Research from estate agency Savills seems to dispel the popular wisdom that states that renting a house is costs more than buying a house and paying for a mortgage.

According to their data, with all costs taken into account, purchasing a house with a mortgage is, on average, around 20% more expensive than renting, the FT report.

Savills report show that with the first year capital repayments discounted, mortgages are cheaper than renting by around 25%, but this difference reverses with the capital repayments taken into account.

Lucian Cook, director of residential research at the agency, said: “Even though paying off a repayment mortgage adds to your net wealth, it still makes ownership that much more expensive. It affects your monthly outgoings.”

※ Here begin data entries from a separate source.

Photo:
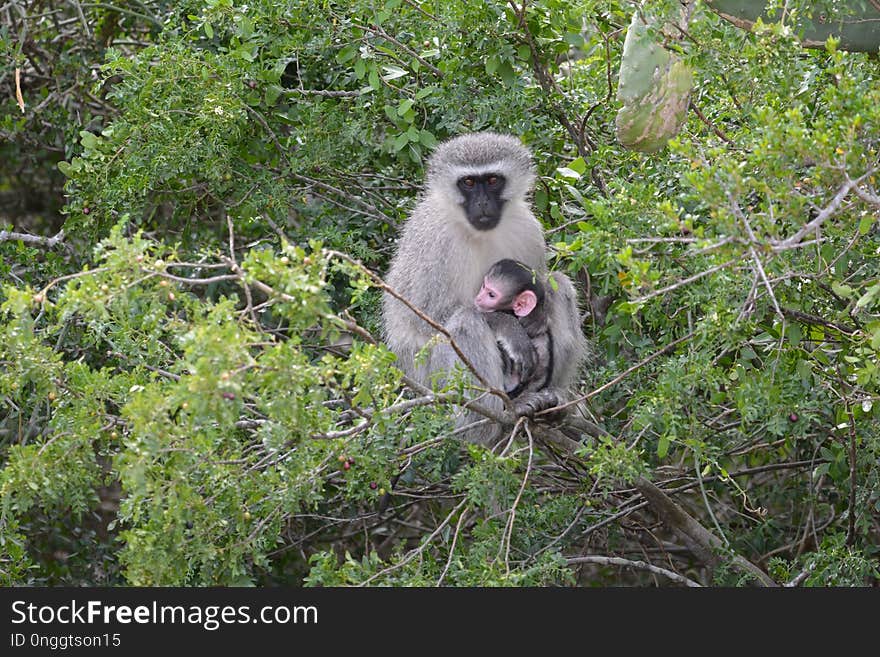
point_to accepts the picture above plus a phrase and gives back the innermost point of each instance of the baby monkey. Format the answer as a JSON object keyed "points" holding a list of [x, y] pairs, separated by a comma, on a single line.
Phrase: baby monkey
{"points": [[513, 299]]}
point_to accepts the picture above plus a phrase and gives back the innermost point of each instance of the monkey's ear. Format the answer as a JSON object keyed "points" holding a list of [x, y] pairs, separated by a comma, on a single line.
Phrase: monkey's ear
{"points": [[524, 303]]}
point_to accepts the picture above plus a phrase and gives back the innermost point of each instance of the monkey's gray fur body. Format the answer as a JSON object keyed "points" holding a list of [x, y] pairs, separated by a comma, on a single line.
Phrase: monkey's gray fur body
{"points": [[441, 259]]}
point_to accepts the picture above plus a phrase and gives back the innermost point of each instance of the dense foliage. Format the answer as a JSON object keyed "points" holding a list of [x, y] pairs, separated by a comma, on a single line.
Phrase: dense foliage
{"points": [[193, 386]]}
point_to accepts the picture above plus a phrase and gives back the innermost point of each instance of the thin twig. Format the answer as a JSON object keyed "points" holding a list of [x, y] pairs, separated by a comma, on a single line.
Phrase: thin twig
{"points": [[641, 565]]}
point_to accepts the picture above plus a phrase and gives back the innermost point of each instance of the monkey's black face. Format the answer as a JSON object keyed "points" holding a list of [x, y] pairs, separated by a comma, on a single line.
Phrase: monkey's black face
{"points": [[482, 199]]}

This difference would widen even further given an interest rate rise, with Savills claiming that a 1% rate hike would push the difference in cost between renting and buying up to 34%, and a 2% rise would push it even further up to 50%.

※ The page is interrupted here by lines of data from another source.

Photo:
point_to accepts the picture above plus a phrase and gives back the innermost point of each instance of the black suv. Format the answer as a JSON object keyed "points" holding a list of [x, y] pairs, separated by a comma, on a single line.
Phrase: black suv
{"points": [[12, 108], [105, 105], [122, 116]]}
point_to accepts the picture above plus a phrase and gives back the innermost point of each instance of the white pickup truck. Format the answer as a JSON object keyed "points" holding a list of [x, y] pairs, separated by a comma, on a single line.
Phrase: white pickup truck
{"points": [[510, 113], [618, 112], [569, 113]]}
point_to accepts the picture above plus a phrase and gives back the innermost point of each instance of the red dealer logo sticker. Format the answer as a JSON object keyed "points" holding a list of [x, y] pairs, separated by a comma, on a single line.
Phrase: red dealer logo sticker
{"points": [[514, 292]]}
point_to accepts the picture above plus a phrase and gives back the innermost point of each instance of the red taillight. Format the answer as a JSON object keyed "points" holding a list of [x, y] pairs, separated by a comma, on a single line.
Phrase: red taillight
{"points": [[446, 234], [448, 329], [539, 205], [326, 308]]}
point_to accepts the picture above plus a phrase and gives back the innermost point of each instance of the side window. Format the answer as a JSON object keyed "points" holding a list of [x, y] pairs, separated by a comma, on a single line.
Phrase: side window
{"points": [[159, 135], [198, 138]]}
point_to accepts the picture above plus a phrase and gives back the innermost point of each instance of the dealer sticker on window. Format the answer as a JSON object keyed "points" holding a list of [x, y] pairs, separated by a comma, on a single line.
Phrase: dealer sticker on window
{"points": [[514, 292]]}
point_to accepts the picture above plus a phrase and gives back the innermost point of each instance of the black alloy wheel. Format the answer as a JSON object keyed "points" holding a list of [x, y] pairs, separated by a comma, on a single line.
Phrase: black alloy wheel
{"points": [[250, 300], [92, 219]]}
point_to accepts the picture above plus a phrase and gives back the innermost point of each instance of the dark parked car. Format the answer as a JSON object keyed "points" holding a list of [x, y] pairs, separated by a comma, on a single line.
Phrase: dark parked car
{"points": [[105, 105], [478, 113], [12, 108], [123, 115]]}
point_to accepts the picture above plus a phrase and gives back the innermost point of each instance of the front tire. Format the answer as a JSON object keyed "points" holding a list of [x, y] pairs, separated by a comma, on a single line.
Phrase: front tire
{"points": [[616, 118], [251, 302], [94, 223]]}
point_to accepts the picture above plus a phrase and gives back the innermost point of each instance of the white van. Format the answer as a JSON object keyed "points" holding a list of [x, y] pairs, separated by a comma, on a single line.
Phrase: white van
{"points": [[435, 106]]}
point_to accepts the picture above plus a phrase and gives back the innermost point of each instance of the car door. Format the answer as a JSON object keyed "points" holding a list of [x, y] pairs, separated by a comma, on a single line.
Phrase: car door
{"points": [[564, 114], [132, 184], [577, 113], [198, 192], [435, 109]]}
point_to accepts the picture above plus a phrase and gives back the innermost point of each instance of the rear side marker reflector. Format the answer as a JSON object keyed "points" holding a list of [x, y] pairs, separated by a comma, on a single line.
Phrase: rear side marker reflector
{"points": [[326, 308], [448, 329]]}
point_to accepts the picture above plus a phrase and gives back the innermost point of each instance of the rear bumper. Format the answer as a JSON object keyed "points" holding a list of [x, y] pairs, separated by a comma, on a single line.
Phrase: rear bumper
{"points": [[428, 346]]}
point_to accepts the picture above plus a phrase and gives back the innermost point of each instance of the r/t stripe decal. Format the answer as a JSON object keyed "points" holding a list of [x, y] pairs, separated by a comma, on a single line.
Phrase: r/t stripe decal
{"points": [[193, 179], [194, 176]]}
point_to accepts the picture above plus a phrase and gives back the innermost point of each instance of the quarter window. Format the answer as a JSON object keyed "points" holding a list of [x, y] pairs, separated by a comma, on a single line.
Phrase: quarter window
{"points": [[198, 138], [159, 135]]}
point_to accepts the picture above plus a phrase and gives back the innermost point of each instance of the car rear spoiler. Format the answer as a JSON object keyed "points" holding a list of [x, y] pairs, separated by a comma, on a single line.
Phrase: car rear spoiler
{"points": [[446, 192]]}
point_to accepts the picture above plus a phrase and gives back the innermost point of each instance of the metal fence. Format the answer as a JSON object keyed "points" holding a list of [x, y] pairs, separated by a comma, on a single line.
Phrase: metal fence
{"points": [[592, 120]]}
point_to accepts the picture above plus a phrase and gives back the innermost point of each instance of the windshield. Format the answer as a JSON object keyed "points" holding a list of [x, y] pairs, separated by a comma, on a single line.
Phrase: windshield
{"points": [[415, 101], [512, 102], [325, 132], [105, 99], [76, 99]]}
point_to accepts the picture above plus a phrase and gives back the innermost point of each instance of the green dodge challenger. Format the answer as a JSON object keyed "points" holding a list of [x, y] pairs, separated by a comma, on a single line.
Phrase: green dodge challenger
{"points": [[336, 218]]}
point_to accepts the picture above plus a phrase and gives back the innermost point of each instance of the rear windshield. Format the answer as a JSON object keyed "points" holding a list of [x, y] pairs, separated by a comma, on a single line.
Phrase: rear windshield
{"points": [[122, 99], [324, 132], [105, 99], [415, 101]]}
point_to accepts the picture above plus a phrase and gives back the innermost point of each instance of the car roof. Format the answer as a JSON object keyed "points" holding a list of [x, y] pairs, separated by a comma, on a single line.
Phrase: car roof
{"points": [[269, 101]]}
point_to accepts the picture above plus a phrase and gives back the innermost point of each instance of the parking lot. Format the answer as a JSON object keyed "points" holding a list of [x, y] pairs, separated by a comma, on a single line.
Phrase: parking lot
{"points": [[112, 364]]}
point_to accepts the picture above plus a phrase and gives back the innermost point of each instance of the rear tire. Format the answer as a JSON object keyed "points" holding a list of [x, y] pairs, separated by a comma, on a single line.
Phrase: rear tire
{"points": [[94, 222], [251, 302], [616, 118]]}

The increased cost of buying will put pressure on future house price growth, says Savills, as demand could slip away in favour of cheaper renting.

Various reports have already showed house price growth to be slowing, at least in comparison to the turbulent first quarter of this year, when prices shot up as demand soared in advance of the stamp duty hike.

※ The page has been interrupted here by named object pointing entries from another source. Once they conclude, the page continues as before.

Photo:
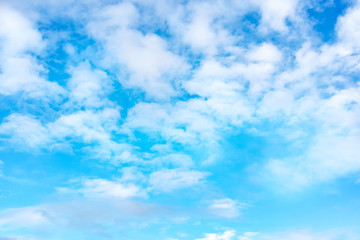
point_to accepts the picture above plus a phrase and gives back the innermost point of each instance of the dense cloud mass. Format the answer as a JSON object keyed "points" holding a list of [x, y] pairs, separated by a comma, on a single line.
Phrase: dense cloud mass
{"points": [[179, 120]]}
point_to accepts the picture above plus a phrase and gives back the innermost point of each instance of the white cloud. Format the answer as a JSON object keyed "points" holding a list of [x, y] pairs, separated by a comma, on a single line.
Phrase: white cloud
{"points": [[20, 71], [109, 189], [227, 235], [226, 208], [152, 66], [265, 52], [332, 234], [25, 132], [170, 179], [17, 33], [274, 13]]}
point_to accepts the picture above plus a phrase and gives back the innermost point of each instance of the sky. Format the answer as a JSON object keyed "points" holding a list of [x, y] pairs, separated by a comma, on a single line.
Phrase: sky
{"points": [[179, 120]]}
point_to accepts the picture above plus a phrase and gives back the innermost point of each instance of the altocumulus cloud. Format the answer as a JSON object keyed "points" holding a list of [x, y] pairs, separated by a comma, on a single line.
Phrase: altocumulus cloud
{"points": [[167, 119]]}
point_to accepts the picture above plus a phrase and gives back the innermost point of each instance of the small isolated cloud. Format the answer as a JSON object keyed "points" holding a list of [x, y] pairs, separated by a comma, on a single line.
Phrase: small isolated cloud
{"points": [[227, 235], [170, 179], [226, 208], [102, 188]]}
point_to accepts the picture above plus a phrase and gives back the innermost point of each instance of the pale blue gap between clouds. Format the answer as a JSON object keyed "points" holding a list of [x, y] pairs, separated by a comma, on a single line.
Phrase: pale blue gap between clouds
{"points": [[238, 118]]}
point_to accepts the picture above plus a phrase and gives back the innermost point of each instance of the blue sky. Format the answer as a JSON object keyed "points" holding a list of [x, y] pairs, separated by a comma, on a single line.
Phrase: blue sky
{"points": [[180, 120]]}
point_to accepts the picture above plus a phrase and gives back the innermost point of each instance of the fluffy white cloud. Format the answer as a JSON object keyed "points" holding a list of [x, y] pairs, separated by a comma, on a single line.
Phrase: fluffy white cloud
{"points": [[275, 13], [227, 235], [226, 208], [109, 189], [20, 71], [293, 235], [25, 132], [152, 66], [170, 179]]}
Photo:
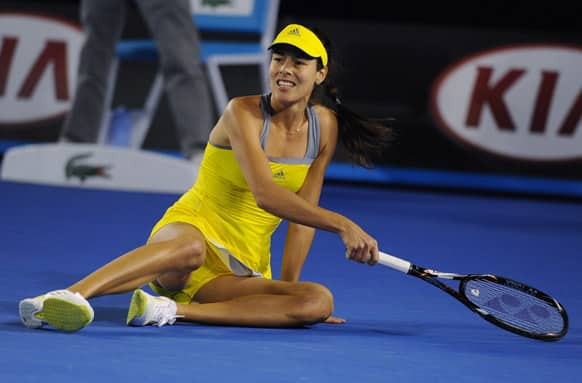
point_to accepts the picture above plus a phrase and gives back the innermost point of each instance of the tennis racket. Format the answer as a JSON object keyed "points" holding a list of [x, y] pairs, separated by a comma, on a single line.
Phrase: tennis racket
{"points": [[511, 305]]}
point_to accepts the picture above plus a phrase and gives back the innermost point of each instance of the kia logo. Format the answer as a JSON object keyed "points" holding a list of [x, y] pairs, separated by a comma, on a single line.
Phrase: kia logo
{"points": [[521, 102], [38, 67]]}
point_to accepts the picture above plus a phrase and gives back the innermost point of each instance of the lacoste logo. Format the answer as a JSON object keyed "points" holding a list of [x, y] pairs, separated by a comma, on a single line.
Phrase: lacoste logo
{"points": [[295, 32], [75, 168]]}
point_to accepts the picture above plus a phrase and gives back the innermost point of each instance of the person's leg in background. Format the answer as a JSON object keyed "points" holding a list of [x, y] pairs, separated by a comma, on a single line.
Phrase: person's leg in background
{"points": [[103, 22], [171, 25]]}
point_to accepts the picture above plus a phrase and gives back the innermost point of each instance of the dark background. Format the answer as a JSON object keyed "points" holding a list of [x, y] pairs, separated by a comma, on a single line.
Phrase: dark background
{"points": [[388, 54]]}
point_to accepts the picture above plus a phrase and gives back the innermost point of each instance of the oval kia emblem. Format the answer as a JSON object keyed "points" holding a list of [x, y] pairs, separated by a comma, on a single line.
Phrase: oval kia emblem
{"points": [[521, 102], [39, 56]]}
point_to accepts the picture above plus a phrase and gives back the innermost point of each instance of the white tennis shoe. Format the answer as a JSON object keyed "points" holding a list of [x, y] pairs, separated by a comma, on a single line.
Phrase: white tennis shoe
{"points": [[61, 309], [145, 309]]}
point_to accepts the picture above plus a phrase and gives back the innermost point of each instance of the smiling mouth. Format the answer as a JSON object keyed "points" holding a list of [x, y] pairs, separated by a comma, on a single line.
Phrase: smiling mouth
{"points": [[285, 84]]}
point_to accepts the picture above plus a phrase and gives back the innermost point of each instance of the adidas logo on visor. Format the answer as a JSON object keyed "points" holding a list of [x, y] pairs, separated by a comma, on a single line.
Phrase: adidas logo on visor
{"points": [[295, 31]]}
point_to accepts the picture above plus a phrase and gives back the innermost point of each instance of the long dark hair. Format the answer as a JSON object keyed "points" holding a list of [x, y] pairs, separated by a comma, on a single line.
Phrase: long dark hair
{"points": [[364, 138]]}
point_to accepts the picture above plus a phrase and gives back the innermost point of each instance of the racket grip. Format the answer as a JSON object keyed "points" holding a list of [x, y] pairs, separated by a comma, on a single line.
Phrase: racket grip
{"points": [[394, 262]]}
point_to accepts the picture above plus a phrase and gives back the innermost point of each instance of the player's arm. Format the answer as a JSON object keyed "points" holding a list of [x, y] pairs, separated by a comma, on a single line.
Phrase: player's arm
{"points": [[300, 237], [238, 122]]}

However, there are increasing signs that this reduced activity and price growth at the moment is not just a relative fallout from the pre-April boost. General weakness in the economy, and uncertainty regarding the upcoming referendum on EU membership both remain as strong factors affecting property price inflation.

Savills report claimed that in order for renting to be cheaper on a monthly basis that home ownership with a repayment mortgage for a first-time buyer, they would need a loan-to-value level of just 61%.

Interest only mortgages make for lower monthly spending, but have come under scrutiny in recent years as it emerged that many who took them out had no plans in place for repayment when the term came to an end.

The prevalence of interest-only mortgages held by those with no repayment plans was described in 2013 by Martin Wheatley, now head of the Financial Conduct Authority, as “a ticking time bomb”.

The number of interest-only mortgages has since fallen and, according to the FT, just 0.1% of mortgages taken out last year were interest-only plans.